I am developing a web application for managing customers. So I have a Customer entity which is made up by usual fields such as first_name, last_name, age etc.
I have a page where these customers are shown as a table. In the same page I have a search field, and I'd like to filter customers and update the table while the user is typing a something in the search field, using Ajax. Here is how it should work:
Figure 1: The main page showing all of the customers:
Figure 2: As long as the user types letter "b", the table is updated with the results:
Given that partial text matching is not supported in GAE, I have tricked and implemented it arising from what is shown here: TL;DR: I have created a Customers Index, that contains a Search Document for every customer(doc_id=customer_key). Each Search Document contains Atom Fields for every customer's field I want to be able to search on(eg: first_name, last_name): every field is made up like this: suppose the last_name is Berlusconi, the field is going to be made up by these Atom Fields "b" "be" "ber" "berl" "berlu" "berlus" "berlusc" "berlusco" "berluscon" "berlusconi". In this way I am able to perform full text matching in a way that resembles partial text matching. If I search for "Be", the Berlusconi customer is returned.
The search is made by Ajax calls: whenever a user types in the search field(the ajax is dalayed a little bit to see if the user keeps typing, to avoid sending a burst of requests), an Ajax call is made with the query string, and a json object is returned.
Now, things were working well in debugging, but I was testing it with a few people in the datastore. As long as I put many people, search looks very slow.
This is how I create search documents. This is called everytime a new customer is put to the datastore.

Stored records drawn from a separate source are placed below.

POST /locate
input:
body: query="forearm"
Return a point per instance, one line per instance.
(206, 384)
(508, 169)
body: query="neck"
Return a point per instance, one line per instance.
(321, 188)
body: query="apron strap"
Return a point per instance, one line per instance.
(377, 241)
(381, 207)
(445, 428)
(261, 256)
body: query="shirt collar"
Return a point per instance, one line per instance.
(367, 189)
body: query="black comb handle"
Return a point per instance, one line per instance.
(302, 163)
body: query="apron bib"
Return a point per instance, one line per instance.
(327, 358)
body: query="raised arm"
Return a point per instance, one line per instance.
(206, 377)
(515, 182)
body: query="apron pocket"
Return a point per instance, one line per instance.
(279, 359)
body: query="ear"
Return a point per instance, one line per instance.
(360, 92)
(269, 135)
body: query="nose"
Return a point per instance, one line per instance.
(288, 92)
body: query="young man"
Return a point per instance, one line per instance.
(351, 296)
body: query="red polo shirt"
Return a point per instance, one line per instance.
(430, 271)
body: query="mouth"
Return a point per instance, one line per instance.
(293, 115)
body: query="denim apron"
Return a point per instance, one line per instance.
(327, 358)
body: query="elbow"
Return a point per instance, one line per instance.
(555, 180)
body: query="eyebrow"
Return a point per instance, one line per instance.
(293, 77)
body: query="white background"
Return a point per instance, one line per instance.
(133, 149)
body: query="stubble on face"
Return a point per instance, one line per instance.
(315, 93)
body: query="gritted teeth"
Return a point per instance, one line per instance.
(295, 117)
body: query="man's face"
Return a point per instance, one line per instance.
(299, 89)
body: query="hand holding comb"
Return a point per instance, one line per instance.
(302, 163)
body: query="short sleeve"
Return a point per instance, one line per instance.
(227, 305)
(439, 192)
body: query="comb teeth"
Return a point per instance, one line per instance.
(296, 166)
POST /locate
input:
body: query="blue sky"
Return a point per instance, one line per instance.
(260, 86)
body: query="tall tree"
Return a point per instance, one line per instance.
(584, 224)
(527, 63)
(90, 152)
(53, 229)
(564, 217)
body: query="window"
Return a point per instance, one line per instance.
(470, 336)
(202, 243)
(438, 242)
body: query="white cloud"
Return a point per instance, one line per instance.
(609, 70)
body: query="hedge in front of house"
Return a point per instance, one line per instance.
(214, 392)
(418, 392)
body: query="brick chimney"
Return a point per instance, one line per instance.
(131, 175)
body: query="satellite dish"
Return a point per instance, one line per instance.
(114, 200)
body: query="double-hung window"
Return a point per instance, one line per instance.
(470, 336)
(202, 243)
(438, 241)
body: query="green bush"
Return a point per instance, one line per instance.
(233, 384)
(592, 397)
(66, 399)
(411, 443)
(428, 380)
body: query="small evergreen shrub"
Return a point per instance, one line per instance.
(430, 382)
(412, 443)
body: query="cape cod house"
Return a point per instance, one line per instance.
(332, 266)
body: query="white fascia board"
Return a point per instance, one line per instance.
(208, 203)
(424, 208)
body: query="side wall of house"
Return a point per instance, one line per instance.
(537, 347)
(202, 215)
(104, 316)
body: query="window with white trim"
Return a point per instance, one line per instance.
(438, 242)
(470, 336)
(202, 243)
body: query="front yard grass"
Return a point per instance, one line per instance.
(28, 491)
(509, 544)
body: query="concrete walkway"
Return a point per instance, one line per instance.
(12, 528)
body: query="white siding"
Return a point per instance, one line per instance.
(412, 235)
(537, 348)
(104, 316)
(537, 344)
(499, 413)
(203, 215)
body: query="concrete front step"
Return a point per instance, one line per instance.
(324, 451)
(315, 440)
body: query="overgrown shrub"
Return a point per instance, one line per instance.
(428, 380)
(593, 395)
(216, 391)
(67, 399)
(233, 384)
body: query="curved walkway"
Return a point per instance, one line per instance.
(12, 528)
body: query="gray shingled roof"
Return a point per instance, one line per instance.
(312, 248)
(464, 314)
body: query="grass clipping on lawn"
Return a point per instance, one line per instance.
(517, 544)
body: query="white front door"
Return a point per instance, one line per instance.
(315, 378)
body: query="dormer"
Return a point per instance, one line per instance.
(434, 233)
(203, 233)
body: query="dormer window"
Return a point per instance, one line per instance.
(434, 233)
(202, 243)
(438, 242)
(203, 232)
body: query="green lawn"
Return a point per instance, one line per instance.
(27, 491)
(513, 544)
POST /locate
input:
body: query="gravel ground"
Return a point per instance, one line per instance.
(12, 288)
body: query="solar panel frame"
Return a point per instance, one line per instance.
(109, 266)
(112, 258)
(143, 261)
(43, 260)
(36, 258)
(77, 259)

def put_search_document(cls, key):
"""
Called by _post_put_hook in BaseModel
"""
model = key.get()
_fields = []
if model:
_fields.append(search.AtomField(name="empty", value=""),) # to retrieve customers when no query string
_fields.append(search.TextField(name="sort1", value=model.last_name.lower()))
_fields.append(search.TextField(name="sort2", value=model.first_name.lower()))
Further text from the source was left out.